Toyota Eyeing Mass-Market EV Production By 2020
Toyota wakes up to the potential of pure-electric vehicles, and will offer a range of electric cars that are capable of 300km+ on a single charge by 2020.
Toyota has never been that enthusiastic about fully electric vehicles. That’s evident in its strategy of developing plug-in hybrid (as used in the Prius, pictured above) and hydrogen fuel cell vehicles. But now it seems the Japanese automotive giant is making a U-turn and looking to embrace long-range pure-electric vehicles, according to a new report by Nikkei Asian Review.
It seems that Toyota isn’t looking to just enter the EV market, but actually concentrate on zero emissions vehicles that are capable of traveling more than 300km on a single charge.
What’s perhaps more interesting is that Toyota is pledging to mass produce electric cars by 2020. To achieve such an ambitious goal, Toyota will now create an engineering team early next year which will be tasked with developing new pure-electric technology.
In fact, rumours say that Toyota is calling for an “all hands on deck” approach from all its group companies in order to expedite the production process of these models and get them ready for the 2020 deadline.
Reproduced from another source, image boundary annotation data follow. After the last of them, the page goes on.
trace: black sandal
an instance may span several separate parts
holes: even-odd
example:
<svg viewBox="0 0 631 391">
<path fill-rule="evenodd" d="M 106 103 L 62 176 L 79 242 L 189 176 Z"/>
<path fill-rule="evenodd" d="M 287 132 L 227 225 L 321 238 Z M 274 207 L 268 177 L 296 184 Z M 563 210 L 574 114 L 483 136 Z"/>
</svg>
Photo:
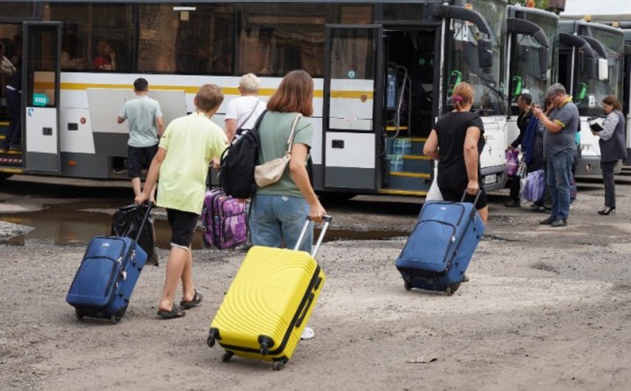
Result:
<svg viewBox="0 0 631 391">
<path fill-rule="evenodd" d="M 197 291 L 196 289 L 195 289 L 195 293 L 194 293 L 194 294 L 193 294 L 193 300 L 192 300 L 190 302 L 185 302 L 184 300 L 181 301 L 180 307 L 181 307 L 182 308 L 183 308 L 185 309 L 188 309 L 190 308 L 193 308 L 194 307 L 197 307 L 198 305 L 201 304 L 202 297 L 203 296 L 201 295 L 201 293 L 200 293 L 199 292 Z"/>
<path fill-rule="evenodd" d="M 182 318 L 185 315 L 185 312 L 174 305 L 171 307 L 171 311 L 163 311 L 161 309 L 158 311 L 158 316 L 162 319 L 174 319 L 176 318 Z"/>
</svg>

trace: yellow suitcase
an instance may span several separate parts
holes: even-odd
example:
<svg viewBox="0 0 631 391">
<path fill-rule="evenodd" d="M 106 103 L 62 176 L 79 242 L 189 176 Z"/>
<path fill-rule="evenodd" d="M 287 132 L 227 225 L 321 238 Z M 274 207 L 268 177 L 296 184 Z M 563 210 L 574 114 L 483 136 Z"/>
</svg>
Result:
<svg viewBox="0 0 631 391">
<path fill-rule="evenodd" d="M 273 362 L 277 370 L 287 363 L 324 282 L 313 257 L 331 220 L 324 217 L 311 255 L 298 251 L 309 218 L 294 250 L 255 246 L 248 251 L 210 324 L 207 343 L 226 349 L 223 361 L 236 354 Z"/>
</svg>

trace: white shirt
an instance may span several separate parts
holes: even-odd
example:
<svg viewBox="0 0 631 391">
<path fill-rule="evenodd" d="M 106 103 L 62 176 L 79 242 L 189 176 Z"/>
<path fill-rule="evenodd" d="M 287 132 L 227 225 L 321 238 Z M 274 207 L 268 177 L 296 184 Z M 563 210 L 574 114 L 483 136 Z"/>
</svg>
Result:
<svg viewBox="0 0 631 391">
<path fill-rule="evenodd" d="M 257 102 L 259 102 L 258 105 L 257 105 Z M 252 129 L 256 125 L 259 116 L 265 111 L 266 105 L 267 103 L 260 100 L 258 96 L 253 95 L 235 98 L 228 103 L 228 108 L 226 109 L 226 119 L 237 120 L 237 129 Z M 256 107 L 255 108 L 255 107 Z M 250 116 L 246 123 L 243 123 L 253 110 L 254 110 L 254 113 Z"/>
</svg>

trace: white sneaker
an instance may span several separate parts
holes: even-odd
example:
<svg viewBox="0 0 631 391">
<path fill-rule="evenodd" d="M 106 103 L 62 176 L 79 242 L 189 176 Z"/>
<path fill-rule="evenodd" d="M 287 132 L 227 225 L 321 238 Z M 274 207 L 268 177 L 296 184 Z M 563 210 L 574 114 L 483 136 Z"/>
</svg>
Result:
<svg viewBox="0 0 631 391">
<path fill-rule="evenodd" d="M 316 333 L 313 331 L 313 329 L 304 327 L 304 329 L 302 330 L 302 334 L 300 336 L 300 339 L 311 339 L 314 336 L 316 336 Z"/>
</svg>

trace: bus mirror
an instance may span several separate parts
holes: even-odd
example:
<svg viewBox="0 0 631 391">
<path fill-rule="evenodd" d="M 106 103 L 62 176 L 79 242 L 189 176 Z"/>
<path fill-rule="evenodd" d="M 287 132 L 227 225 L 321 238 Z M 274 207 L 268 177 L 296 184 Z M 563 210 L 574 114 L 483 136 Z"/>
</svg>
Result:
<svg viewBox="0 0 631 391">
<path fill-rule="evenodd" d="M 598 62 L 598 80 L 604 82 L 609 80 L 609 64 L 604 58 L 599 58 Z"/>
<path fill-rule="evenodd" d="M 460 84 L 462 81 L 462 72 L 459 71 L 452 71 L 449 75 L 449 80 L 447 81 L 447 94 L 450 96 L 453 92 L 453 89 Z"/>
<path fill-rule="evenodd" d="M 539 46 L 539 72 L 545 73 L 550 68 L 550 51 L 547 48 Z"/>
<path fill-rule="evenodd" d="M 480 68 L 493 66 L 493 44 L 488 39 L 477 42 L 477 62 Z"/>
<path fill-rule="evenodd" d="M 522 78 L 520 76 L 513 77 L 513 93 L 511 96 L 514 99 L 522 93 Z"/>
</svg>

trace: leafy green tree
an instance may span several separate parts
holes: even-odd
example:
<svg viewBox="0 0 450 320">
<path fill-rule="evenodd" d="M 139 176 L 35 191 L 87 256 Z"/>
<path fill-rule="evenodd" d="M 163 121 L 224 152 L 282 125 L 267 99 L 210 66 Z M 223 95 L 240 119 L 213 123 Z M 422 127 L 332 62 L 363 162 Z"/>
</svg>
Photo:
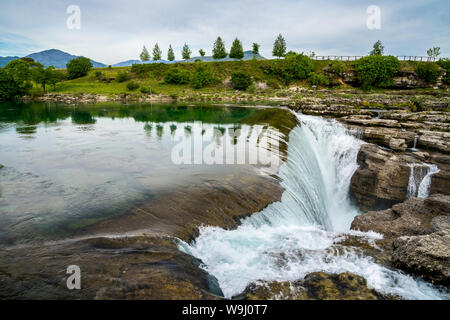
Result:
<svg viewBox="0 0 450 320">
<path fill-rule="evenodd" d="M 242 42 L 236 38 L 231 44 L 230 58 L 242 59 L 244 57 L 244 49 L 242 48 Z"/>
<path fill-rule="evenodd" d="M 275 42 L 273 43 L 272 54 L 274 57 L 278 58 L 284 57 L 284 55 L 286 54 L 286 41 L 281 34 L 278 35 L 278 37 L 275 39 Z"/>
<path fill-rule="evenodd" d="M 430 58 L 436 59 L 441 54 L 440 47 L 433 47 L 427 50 L 427 54 Z"/>
<path fill-rule="evenodd" d="M 225 43 L 223 42 L 221 37 L 217 37 L 217 40 L 214 42 L 213 47 L 213 58 L 217 60 L 226 57 L 227 57 L 227 50 L 225 49 Z"/>
<path fill-rule="evenodd" d="M 162 51 L 158 46 L 158 43 L 153 47 L 153 60 L 161 60 Z"/>
<path fill-rule="evenodd" d="M 369 55 L 371 56 L 382 56 L 384 54 L 384 46 L 380 40 L 374 43 L 372 51 Z"/>
<path fill-rule="evenodd" d="M 59 81 L 57 71 L 53 66 L 44 68 L 40 63 L 32 68 L 32 79 L 42 86 L 44 92 L 46 92 L 47 84 L 54 86 Z"/>
<path fill-rule="evenodd" d="M 4 68 L 0 68 L 0 101 L 14 100 L 23 94 L 19 83 Z"/>
<path fill-rule="evenodd" d="M 442 82 L 445 84 L 450 84 L 450 60 L 439 59 L 437 64 L 446 71 L 444 77 L 442 78 Z"/>
<path fill-rule="evenodd" d="M 175 53 L 173 52 L 172 45 L 169 45 L 169 50 L 167 51 L 167 60 L 173 61 L 175 60 Z"/>
<path fill-rule="evenodd" d="M 191 81 L 191 73 L 187 70 L 175 68 L 170 70 L 164 78 L 165 83 L 187 84 Z"/>
<path fill-rule="evenodd" d="M 150 53 L 148 53 L 148 50 L 145 46 L 144 49 L 142 49 L 141 55 L 139 57 L 141 58 L 142 62 L 150 60 Z"/>
<path fill-rule="evenodd" d="M 191 58 L 191 53 L 191 49 L 189 49 L 189 46 L 187 45 L 187 43 L 185 43 L 183 49 L 181 50 L 181 56 L 184 60 L 187 60 Z"/>
<path fill-rule="evenodd" d="M 304 54 L 290 53 L 283 60 L 273 61 L 272 72 L 286 83 L 307 79 L 314 71 L 314 62 Z"/>
<path fill-rule="evenodd" d="M 253 57 L 256 57 L 259 54 L 259 44 L 257 44 L 256 42 L 253 42 L 252 53 Z"/>
<path fill-rule="evenodd" d="M 84 77 L 92 68 L 92 62 L 88 58 L 78 57 L 70 60 L 67 64 L 69 79 Z"/>
<path fill-rule="evenodd" d="M 214 83 L 215 81 L 216 79 L 214 78 L 211 70 L 206 65 L 201 63 L 192 77 L 192 87 L 194 89 L 200 89 Z"/>
<path fill-rule="evenodd" d="M 434 62 L 419 62 L 416 65 L 417 76 L 426 83 L 436 83 L 439 77 L 439 66 Z"/>
<path fill-rule="evenodd" d="M 235 72 L 231 75 L 231 84 L 236 90 L 247 90 L 252 84 L 252 78 L 244 72 Z"/>
</svg>

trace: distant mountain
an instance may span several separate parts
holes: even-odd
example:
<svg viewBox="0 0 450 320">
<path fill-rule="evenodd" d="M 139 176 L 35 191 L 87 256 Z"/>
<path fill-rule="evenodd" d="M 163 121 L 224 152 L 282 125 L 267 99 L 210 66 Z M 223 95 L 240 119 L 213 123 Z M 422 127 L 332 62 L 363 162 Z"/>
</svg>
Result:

That deadline also happens to coincide with the 2020 Tokyo Olympics, of which Toyota is a major sponsor.
A driving factor in Toyota’s decision to focus on pure-electric vehicles is apparently a report published by the Chinese government that announces new plans to see 40% of vehicles on public roads be pure-electric by 2030.
At present, no specific details about Toyota’s first EV model have been released. However, the goal is to make it run for at least 300km on a single charge. How Toyota will achieve this remains a mystery, but the firm is ramping up its development of batteries, thanks largely to its new battery material research department, which was created earlier this year. And, let’s face it, if any car company has the capacity to develop something innovative, it’s Toyota.
Another possibility is that Toyota will outsource the production of these batteries to reduce costs. It wouldn’t be the first automaker to do so, after all.
With Toyota now fully-committed to developing its own lineup of electric cars, we should expect to see a significant shift in the market in a short space of time.